The IEA report claims to be “the world’s first comprehensive study of how to transition to a net-zero energy system … while ensuring stable and affordable energy supplies …” That’s a strong claim, especially since the report essentially dismisses the crucial role natural gas has played in reducing emissions and supporting renewables like wind and solar. It encourages the abandonment of natural gas rather than further leaning into its advantages,

For example, the U.S. Energy Information Administration (EIA) found in November 2019 that shifting from coal to natural gas for electricity production from 2005 to 2018 resulted in 2,823 million metric tons of carbon dioxide emissions savings. During the same period, renewables-related emissions savings totaled 1,799 million metric tons. In other words, using natural gas for electricity resulted in 57% more emissions reductions than renewables did. The facts don’t lie.

Overall, in large part because of more natural gas use, the EIA found that carbon emissions dropped 28% between 2005 and 2017. Similarly, the Environmental Protection Agency (EPA) and IEA reported U.S. GHG emissions are now at the lowest level since 1992.We’re clearly moving the needle in the right direction.

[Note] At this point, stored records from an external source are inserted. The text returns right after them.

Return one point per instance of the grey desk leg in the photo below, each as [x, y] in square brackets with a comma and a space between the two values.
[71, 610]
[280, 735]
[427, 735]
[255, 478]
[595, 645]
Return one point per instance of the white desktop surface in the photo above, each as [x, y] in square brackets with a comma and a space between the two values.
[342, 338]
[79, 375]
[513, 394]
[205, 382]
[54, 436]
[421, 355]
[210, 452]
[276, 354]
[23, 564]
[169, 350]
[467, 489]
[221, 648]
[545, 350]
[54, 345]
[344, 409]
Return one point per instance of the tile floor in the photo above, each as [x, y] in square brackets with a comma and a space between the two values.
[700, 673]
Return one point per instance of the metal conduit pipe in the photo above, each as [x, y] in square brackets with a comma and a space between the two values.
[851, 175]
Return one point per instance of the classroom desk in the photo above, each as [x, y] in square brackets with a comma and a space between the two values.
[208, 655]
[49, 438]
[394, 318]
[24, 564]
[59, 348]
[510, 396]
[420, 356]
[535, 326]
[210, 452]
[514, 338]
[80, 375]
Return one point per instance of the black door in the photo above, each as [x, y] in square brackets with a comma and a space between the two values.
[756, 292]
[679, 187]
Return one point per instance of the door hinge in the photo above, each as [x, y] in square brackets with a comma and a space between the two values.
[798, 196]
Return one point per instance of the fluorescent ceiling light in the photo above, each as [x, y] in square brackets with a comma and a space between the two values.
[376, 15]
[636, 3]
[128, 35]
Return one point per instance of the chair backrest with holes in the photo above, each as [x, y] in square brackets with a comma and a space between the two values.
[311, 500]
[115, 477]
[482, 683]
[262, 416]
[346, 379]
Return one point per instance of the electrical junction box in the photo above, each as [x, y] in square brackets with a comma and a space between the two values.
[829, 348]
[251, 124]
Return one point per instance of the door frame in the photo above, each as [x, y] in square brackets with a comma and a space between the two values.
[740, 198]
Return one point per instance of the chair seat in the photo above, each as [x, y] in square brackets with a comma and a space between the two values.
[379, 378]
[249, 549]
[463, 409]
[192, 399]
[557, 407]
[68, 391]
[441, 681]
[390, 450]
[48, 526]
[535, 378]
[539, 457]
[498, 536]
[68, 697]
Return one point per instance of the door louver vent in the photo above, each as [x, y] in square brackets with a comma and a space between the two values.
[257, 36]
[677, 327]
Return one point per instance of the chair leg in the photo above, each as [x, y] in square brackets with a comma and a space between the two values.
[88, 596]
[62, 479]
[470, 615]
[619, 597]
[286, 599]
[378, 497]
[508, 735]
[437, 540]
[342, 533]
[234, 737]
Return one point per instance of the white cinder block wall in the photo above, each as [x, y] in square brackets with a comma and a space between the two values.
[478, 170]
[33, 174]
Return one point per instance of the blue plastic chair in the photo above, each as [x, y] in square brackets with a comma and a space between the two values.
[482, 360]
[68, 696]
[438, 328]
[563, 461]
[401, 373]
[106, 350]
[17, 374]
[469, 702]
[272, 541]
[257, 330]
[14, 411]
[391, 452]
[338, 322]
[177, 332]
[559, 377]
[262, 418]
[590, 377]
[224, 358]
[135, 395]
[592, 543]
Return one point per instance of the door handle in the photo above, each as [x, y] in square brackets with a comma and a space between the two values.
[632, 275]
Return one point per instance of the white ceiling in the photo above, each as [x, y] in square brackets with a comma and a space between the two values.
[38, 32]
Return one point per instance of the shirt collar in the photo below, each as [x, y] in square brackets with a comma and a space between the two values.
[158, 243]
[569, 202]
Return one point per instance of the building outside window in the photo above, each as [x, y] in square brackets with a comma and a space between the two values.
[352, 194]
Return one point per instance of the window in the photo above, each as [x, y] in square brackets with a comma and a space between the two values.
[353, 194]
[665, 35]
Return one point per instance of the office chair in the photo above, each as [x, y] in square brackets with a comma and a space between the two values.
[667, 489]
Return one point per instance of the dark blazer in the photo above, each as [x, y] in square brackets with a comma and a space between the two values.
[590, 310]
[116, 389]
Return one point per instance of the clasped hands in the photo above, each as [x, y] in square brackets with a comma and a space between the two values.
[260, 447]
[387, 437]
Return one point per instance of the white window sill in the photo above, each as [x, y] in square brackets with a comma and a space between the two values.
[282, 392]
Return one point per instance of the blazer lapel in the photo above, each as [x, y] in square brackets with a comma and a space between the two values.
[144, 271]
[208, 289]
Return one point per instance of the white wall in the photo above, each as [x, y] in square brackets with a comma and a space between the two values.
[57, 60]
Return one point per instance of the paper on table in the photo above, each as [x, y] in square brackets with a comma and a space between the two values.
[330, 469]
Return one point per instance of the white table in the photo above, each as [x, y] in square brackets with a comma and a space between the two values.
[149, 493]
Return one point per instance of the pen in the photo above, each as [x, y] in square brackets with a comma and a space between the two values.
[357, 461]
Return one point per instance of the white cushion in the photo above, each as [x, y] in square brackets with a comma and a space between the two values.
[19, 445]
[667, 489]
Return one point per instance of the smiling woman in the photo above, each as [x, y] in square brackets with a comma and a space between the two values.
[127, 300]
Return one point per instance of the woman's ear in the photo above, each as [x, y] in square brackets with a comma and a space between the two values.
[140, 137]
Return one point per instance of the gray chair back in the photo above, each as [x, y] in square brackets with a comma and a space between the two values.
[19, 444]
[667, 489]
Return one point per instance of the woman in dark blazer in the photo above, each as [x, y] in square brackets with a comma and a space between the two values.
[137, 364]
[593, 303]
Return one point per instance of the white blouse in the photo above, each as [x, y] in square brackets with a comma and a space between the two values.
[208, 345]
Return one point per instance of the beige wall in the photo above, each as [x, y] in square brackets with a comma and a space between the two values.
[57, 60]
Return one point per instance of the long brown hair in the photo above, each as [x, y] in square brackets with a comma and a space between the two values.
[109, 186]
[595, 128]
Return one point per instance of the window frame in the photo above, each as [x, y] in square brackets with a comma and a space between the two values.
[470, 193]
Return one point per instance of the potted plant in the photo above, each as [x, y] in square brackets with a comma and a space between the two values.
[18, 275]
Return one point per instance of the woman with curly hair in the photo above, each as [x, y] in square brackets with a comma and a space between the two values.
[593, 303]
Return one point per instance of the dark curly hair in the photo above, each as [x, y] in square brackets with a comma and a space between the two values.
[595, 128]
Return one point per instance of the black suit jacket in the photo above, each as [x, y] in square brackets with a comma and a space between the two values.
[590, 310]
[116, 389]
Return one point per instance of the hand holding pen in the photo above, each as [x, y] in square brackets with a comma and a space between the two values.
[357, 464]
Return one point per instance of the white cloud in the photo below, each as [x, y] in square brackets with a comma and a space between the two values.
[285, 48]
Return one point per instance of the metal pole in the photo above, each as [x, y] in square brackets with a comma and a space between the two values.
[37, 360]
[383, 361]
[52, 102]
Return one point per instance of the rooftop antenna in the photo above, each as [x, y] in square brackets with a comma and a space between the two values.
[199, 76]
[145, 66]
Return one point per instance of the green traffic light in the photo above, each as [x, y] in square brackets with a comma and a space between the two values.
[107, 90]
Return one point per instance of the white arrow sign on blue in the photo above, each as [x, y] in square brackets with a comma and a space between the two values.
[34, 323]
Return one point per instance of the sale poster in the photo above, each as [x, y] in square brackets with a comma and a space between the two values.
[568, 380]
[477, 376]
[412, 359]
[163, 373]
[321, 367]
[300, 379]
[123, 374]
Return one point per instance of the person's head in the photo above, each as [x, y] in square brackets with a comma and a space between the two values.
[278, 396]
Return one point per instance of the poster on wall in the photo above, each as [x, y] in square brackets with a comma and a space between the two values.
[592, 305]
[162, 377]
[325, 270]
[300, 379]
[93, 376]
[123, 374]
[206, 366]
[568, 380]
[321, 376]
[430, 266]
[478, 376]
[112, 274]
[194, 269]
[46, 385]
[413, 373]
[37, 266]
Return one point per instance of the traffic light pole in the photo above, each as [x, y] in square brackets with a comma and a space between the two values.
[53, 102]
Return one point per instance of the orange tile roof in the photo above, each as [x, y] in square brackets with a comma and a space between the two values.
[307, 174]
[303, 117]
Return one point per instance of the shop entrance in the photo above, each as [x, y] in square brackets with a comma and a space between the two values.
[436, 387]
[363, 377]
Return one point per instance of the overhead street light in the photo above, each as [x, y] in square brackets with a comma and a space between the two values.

Perhaps this is why Columbia University’s prestigious Center on Global Energy Policy recently published a report concluding that investments in the domestic natural gas pipeline network could accelerate U.S. emissions goals. The Center’s report aptly notes “there is no quick replacement for gas …” and “… investments in existing [natural gas] infrastructure can support a pathway toward wider storage and delivery of cleaner and increasing low-carbon gases while lowering the overall cost of the transition and ensuring reliability across the energy system.”

Reliability is crucial, in part because natural gas is an indispensable backstop for renewables. The unique flexibility of natural gas power plants to turn on and off within minutes means gas quickly matches supply and demand for intermittent renewables. According to the University of California Berkeley’s 2035 Report, “existing natural gas plants cost-effectively compensate for remaining mismatches between demand and renewables-plus-battery generation.” Natural gas fills the void when the wind isn’t blowing, and the sun isn’t shining. That’s something the green lobby should be applauding.

Of course, natural gas isn’t the only fossil fuel under attack by the IEA. The group’s report also calls for “ensuring no new passenger cars running on internal combustion engines are sold globally from 2035 …” To fill this void, electric vehicle sales would have to increase from around 5% of global car sales to more than 60% by 2040. With this lofty goal in sight, abandoning future investment in oil and gas makes sense, right? Not so fast.

Even the IEA in 2016 estimated that if 50% of all new cars were electric, petroleum use would continue to grow because of “trucks, aviation and the petrochemical industry and we don’t have major alternatives to oil products there.” In other words, the transition to an electric car fleet has been impressive, but there aren’t viable long-term electric alternatives to trucks and commercial planes. Keep in mind, too, that global air travel increased 136% between 2004-2019.

Even without electric alternatives to trucks and commercial planes, the U.S. would still need to ante up $87 billion to construct the charging infrastructure necessary to achieve 100% passenger electric vehicle sales in the U.S. by 2035. It’s almost unimaginable to project the investment needed to build a similar infrastructure for trucks and planes.

Across the global economy, fossil fuels supply almost four-fifths of total energy supply today, but that would have to fall to just over one-fifth by 2050 if we pursue IEA’s vision. While this may be achievable for some nations, demand from developing countries in Asia and Africa need natural gas and traditional fuels. If new development were halted as the IEA wants, global oil demand would outstrip supply by more than 50% in 2040. The IEA’s own Sustainable Development Scenarios finds that natural gas and oil will continue to comprise nearly half of the world’s energy mix through 2050.

The facts don’t lie. We’ll need oil and natural gas to move confidently into the future. IEA should be embracing investment in oil and gas development, not discouraging it. So should those setting national and state energy policy.